A Million-Dollar Smile And a Gift for Woodwork

January 31, 2002

A long, wooden trestle table sits in the dining room of Engine Co. 33 on Great Jones Street in Lower Manhattan. The tablecloth that before Sept. 11 covered the FDNY logo on its surface is gone, the insignia proudly displayed for all to see.

Big enough to seat 25 firefighters, the table is the handiwork of Robert King Jr., a nine-year firefighter and woodworker who died in the line of duty during the terrorist attacks.

The table, the bunk beds he made for his three small children and the handworked cabinets that furnish his home in Bellerose Terrace stand as a sturdy memorial to the soft-spoken man everyone called "Smiling Bobby King."

King, 36, had the kind of grin that let you know he was happy with his lot in life. "His smile was just worth a million dollars," said his mother, Audrey King of Lecanto, Fla.

His vocation matched his disposition. The type who would drop whatever he was doing to help a stranger change a tire, King looked at firefighting as a way to help on a larger scale. "He always came home happy" from the firehouse, said Theresa King, his wife of nine years.

Their marriage was a true partnership, Theresa King said. The two met at 19 when they were living in Forest Hills, and they married in 1992.

"We did everything together," she said, from cooking meals - his specialty was lemon chicken - to tending a small herb and vegetable garden in their backyard.

When he wasn't working, King spent hours with the couple's three children, Thomas, 5, Elizabeth, 4, and Stephen, 2. "He could comb his little girl's hair better than I could," said Audrey King.

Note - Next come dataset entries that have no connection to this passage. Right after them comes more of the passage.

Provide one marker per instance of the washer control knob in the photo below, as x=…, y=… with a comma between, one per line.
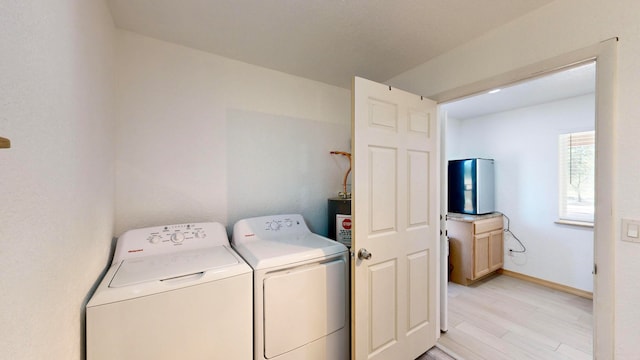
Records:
x=177, y=237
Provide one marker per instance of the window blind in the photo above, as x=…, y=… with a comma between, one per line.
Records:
x=577, y=176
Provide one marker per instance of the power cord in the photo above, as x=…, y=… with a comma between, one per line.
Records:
x=508, y=230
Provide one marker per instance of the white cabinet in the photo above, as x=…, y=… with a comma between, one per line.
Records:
x=475, y=246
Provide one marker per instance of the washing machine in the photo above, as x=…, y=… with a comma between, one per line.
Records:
x=301, y=294
x=173, y=292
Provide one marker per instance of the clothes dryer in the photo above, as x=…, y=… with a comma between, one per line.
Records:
x=301, y=302
x=173, y=292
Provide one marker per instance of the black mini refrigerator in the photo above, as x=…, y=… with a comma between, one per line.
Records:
x=471, y=186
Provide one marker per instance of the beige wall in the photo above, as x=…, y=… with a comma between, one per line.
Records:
x=555, y=29
x=205, y=138
x=56, y=182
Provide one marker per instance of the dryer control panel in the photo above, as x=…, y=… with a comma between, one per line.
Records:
x=164, y=239
x=269, y=226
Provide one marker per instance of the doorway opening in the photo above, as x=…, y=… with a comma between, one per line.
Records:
x=519, y=126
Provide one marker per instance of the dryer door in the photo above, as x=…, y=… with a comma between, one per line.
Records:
x=303, y=304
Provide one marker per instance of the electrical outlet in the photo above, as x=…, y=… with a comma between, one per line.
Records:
x=630, y=230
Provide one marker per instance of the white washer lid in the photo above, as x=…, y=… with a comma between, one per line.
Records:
x=172, y=265
x=263, y=253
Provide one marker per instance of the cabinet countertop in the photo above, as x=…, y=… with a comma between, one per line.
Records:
x=471, y=218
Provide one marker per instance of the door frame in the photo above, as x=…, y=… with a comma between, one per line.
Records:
x=605, y=56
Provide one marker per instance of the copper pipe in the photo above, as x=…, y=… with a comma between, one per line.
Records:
x=344, y=181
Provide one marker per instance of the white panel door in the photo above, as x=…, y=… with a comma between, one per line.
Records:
x=395, y=232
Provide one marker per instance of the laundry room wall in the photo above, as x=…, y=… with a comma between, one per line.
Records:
x=553, y=30
x=524, y=143
x=56, y=180
x=205, y=138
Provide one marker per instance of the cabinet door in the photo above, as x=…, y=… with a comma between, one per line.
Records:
x=496, y=250
x=481, y=255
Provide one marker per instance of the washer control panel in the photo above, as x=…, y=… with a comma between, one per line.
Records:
x=162, y=239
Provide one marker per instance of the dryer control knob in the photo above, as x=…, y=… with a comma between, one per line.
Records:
x=274, y=226
x=177, y=237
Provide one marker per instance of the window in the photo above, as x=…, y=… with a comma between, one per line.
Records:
x=577, y=175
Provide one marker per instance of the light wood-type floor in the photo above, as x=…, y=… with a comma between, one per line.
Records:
x=503, y=318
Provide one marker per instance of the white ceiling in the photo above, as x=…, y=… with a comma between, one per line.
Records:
x=576, y=81
x=324, y=40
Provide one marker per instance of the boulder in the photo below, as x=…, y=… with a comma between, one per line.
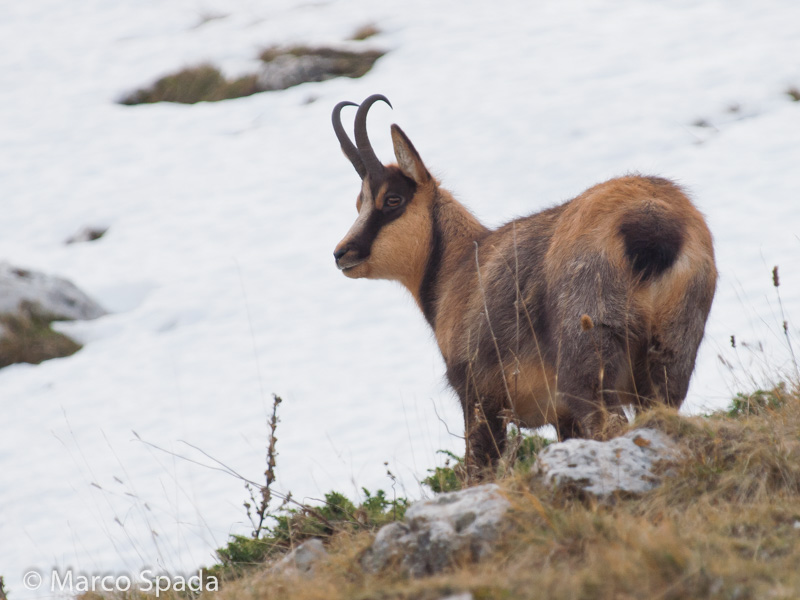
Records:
x=48, y=295
x=624, y=464
x=435, y=533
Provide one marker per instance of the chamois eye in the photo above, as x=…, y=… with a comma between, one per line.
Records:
x=393, y=201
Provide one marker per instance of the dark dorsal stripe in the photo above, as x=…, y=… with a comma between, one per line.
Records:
x=427, y=290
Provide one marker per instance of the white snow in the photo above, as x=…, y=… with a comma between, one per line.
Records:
x=217, y=264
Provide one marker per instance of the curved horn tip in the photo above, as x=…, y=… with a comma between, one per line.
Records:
x=375, y=98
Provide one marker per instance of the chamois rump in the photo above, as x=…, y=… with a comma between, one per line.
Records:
x=561, y=317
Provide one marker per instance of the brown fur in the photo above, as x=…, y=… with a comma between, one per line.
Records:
x=561, y=317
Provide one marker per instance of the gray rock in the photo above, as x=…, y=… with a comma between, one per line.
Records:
x=623, y=464
x=435, y=533
x=49, y=295
x=302, y=560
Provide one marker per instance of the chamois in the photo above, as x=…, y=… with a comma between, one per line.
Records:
x=561, y=317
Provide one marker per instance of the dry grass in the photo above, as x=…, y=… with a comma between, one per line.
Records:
x=725, y=524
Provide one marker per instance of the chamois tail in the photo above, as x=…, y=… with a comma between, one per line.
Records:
x=653, y=239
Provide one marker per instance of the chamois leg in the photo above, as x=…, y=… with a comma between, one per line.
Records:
x=486, y=437
x=672, y=352
x=588, y=370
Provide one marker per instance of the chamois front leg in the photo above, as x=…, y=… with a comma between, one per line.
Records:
x=485, y=433
x=588, y=369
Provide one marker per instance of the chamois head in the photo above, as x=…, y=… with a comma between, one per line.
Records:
x=390, y=238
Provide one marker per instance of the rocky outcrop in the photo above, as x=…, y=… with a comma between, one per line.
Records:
x=29, y=303
x=436, y=533
x=465, y=525
x=302, y=560
x=624, y=464
x=48, y=295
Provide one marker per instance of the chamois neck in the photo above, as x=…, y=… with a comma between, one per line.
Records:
x=454, y=230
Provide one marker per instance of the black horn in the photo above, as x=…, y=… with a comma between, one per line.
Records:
x=373, y=166
x=349, y=149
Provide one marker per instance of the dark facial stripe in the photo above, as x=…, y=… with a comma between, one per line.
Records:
x=396, y=183
x=427, y=290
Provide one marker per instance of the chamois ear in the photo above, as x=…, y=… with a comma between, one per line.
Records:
x=408, y=158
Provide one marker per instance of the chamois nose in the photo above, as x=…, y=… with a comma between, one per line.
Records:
x=340, y=251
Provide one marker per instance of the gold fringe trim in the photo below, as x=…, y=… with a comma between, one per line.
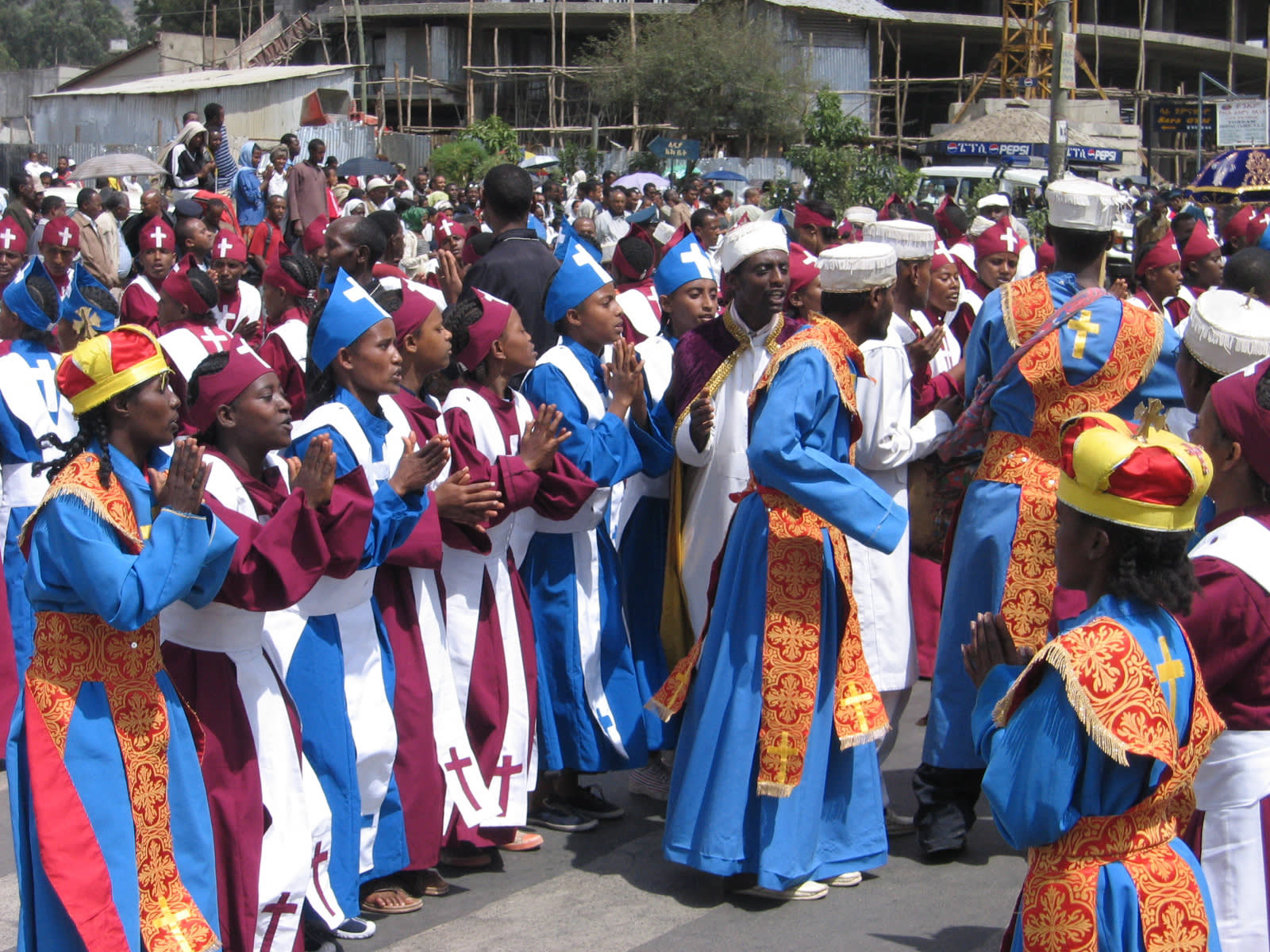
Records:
x=770, y=789
x=1060, y=662
x=660, y=710
x=860, y=739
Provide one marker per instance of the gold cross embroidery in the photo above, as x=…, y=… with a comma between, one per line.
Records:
x=1168, y=674
x=1083, y=328
x=171, y=922
x=1149, y=416
x=859, y=702
x=784, y=750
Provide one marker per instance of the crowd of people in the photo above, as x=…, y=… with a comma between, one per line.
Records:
x=353, y=527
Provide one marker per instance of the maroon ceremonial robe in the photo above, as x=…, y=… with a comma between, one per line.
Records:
x=421, y=781
x=275, y=565
x=276, y=353
x=556, y=494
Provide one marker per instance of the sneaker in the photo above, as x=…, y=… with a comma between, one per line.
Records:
x=556, y=816
x=899, y=825
x=652, y=781
x=590, y=801
x=852, y=879
x=318, y=937
x=355, y=928
x=804, y=890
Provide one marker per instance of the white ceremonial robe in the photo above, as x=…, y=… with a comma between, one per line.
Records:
x=723, y=469
x=888, y=443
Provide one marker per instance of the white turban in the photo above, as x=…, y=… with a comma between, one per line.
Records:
x=751, y=239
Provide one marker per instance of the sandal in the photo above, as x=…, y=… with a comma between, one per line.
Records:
x=412, y=904
x=423, y=882
x=524, y=842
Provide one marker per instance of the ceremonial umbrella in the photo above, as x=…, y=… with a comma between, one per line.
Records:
x=107, y=167
x=639, y=179
x=366, y=168
x=533, y=162
x=1240, y=175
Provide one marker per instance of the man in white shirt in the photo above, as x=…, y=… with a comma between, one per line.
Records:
x=888, y=443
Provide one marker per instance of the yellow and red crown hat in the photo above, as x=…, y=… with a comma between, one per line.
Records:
x=106, y=366
x=1133, y=475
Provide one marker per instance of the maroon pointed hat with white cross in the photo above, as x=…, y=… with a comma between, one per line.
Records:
x=13, y=239
x=1000, y=239
x=156, y=234
x=61, y=232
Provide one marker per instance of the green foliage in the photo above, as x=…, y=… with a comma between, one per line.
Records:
x=706, y=73
x=59, y=33
x=186, y=17
x=645, y=162
x=463, y=160
x=495, y=137
x=575, y=155
x=844, y=168
x=784, y=194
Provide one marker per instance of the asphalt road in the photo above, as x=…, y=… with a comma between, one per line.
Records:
x=610, y=890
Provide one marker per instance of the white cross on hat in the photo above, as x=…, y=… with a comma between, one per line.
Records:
x=695, y=257
x=583, y=259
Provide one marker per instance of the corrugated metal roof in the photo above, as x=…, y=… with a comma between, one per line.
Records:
x=207, y=79
x=863, y=10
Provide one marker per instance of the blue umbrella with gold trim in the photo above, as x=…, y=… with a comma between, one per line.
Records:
x=1241, y=175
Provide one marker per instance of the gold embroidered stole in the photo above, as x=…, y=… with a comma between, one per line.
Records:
x=1115, y=692
x=73, y=649
x=791, y=631
x=1032, y=463
x=677, y=634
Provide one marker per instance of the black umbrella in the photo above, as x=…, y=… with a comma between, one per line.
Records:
x=365, y=168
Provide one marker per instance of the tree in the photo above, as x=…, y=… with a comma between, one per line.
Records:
x=705, y=74
x=842, y=167
x=463, y=160
x=59, y=32
x=495, y=137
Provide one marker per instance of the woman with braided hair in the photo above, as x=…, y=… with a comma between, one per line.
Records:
x=286, y=289
x=110, y=812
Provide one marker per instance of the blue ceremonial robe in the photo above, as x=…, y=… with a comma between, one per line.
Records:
x=832, y=823
x=609, y=452
x=19, y=446
x=641, y=566
x=1045, y=772
x=315, y=678
x=990, y=513
x=78, y=565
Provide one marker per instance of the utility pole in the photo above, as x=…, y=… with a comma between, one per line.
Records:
x=1060, y=25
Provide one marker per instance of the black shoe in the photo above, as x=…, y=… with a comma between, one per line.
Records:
x=590, y=801
x=945, y=809
x=556, y=816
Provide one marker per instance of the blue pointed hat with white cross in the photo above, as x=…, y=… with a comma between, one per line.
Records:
x=349, y=313
x=685, y=260
x=579, y=277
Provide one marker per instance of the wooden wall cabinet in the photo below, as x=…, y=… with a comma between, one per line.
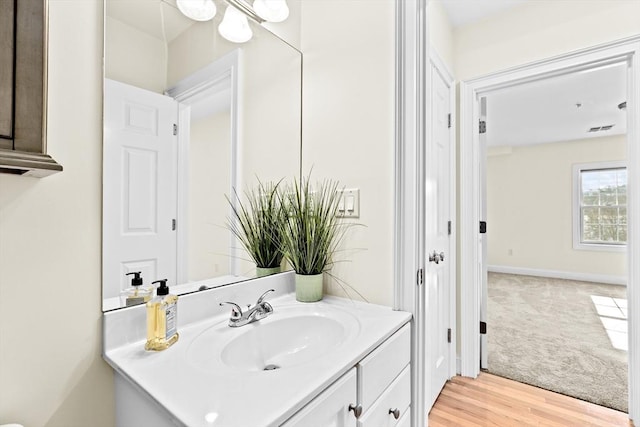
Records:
x=23, y=89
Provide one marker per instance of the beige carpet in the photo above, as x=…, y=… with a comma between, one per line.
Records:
x=548, y=333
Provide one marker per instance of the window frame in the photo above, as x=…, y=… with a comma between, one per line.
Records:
x=577, y=220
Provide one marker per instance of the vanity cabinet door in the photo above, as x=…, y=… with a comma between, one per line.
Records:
x=395, y=401
x=378, y=370
x=331, y=407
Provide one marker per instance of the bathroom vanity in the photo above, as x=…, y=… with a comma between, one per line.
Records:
x=334, y=362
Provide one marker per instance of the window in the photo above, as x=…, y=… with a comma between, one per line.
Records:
x=601, y=206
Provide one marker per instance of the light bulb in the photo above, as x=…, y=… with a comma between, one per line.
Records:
x=198, y=10
x=234, y=26
x=272, y=10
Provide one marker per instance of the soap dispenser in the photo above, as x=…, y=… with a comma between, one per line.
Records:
x=162, y=317
x=136, y=293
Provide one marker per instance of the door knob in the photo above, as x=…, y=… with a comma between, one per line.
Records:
x=436, y=257
x=395, y=412
x=357, y=410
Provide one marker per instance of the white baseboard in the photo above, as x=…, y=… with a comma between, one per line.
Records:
x=569, y=275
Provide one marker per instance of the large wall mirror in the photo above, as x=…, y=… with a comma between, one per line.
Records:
x=188, y=118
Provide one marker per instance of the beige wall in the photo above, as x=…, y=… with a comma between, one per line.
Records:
x=530, y=206
x=541, y=29
x=51, y=369
x=348, y=126
x=536, y=31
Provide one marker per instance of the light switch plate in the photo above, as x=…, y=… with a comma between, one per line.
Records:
x=349, y=203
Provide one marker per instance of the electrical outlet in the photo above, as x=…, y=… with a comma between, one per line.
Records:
x=349, y=203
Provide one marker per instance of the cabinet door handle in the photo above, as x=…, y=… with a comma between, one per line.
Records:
x=357, y=410
x=395, y=412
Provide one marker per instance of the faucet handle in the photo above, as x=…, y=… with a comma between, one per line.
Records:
x=263, y=296
x=236, y=311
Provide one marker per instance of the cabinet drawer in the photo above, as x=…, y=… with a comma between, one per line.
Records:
x=397, y=396
x=331, y=407
x=383, y=365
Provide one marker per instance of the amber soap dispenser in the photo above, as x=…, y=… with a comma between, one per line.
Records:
x=162, y=318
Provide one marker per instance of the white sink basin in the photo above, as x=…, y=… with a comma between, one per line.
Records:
x=291, y=336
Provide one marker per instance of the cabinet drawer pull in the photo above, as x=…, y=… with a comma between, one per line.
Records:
x=357, y=410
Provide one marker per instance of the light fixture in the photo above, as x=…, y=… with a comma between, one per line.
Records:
x=198, y=10
x=234, y=26
x=272, y=10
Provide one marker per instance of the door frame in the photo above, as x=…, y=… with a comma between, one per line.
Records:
x=220, y=75
x=412, y=91
x=470, y=192
x=413, y=63
x=438, y=65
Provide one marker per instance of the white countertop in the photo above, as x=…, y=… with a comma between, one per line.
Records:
x=197, y=396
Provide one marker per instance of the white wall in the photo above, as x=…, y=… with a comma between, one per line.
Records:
x=348, y=126
x=51, y=369
x=134, y=57
x=530, y=207
x=209, y=178
x=441, y=33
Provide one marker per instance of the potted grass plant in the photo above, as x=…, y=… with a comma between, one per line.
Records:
x=257, y=223
x=311, y=234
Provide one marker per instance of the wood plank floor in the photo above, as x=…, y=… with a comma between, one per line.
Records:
x=490, y=400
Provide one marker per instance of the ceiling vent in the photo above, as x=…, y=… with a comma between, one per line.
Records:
x=600, y=128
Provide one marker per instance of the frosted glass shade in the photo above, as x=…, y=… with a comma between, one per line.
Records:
x=198, y=10
x=234, y=26
x=272, y=10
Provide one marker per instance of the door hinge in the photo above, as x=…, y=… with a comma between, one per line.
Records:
x=483, y=328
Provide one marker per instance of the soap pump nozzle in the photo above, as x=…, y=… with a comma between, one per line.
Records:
x=163, y=289
x=137, y=279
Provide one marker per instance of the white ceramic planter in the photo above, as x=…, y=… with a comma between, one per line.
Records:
x=309, y=287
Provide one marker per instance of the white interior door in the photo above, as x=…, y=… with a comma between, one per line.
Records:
x=482, y=179
x=439, y=192
x=139, y=186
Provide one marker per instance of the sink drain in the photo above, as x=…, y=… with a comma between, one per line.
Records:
x=271, y=367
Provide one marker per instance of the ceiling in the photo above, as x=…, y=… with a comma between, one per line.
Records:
x=149, y=16
x=463, y=12
x=556, y=109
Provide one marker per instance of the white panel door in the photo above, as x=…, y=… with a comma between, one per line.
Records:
x=438, y=206
x=139, y=186
x=482, y=241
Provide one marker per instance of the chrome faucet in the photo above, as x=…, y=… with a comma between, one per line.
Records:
x=260, y=310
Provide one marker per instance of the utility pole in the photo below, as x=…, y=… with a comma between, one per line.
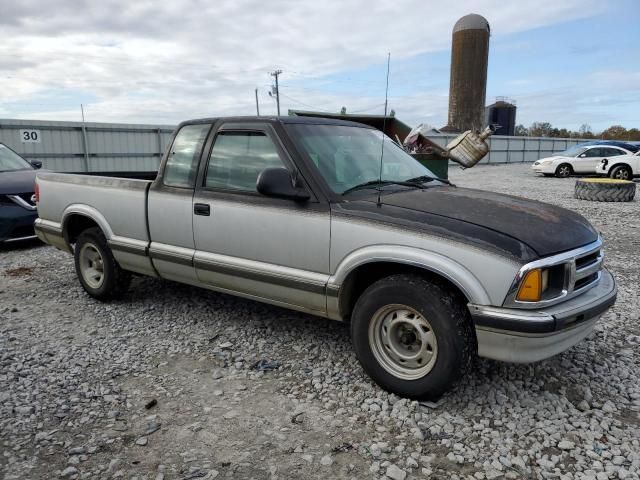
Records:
x=257, y=106
x=275, y=74
x=85, y=143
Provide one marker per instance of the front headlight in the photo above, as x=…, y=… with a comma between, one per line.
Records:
x=542, y=283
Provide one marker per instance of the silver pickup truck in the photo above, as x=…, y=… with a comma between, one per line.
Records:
x=330, y=218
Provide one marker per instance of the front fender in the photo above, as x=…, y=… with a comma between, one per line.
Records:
x=447, y=267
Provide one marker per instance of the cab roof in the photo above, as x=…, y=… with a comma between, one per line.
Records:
x=274, y=119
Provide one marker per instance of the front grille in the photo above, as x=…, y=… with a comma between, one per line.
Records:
x=583, y=282
x=569, y=274
x=587, y=269
x=587, y=260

Other times he'd go down to his basement workshop to finish up a project, maybe a wooden truck for the boys, or a birdcage for his mother. The sounds floating up the stairs - the buzz of the saw, King singing happily along with his favorite oldies station - let his wife know that all was well. "He was just so at peace with himself," she said.

A Mass for King, whose body was identified Friday, will be celebrated at 10:30 a.m. Saturday, at St. Gregory the Great Church in Bellerose, with a reception to follow. Family and friends may pay their respects tomorrow between 2 and 5 p.m. and 7 and 10 p.m. at R. Stutzmann & Son Funeral Home in Jamaica.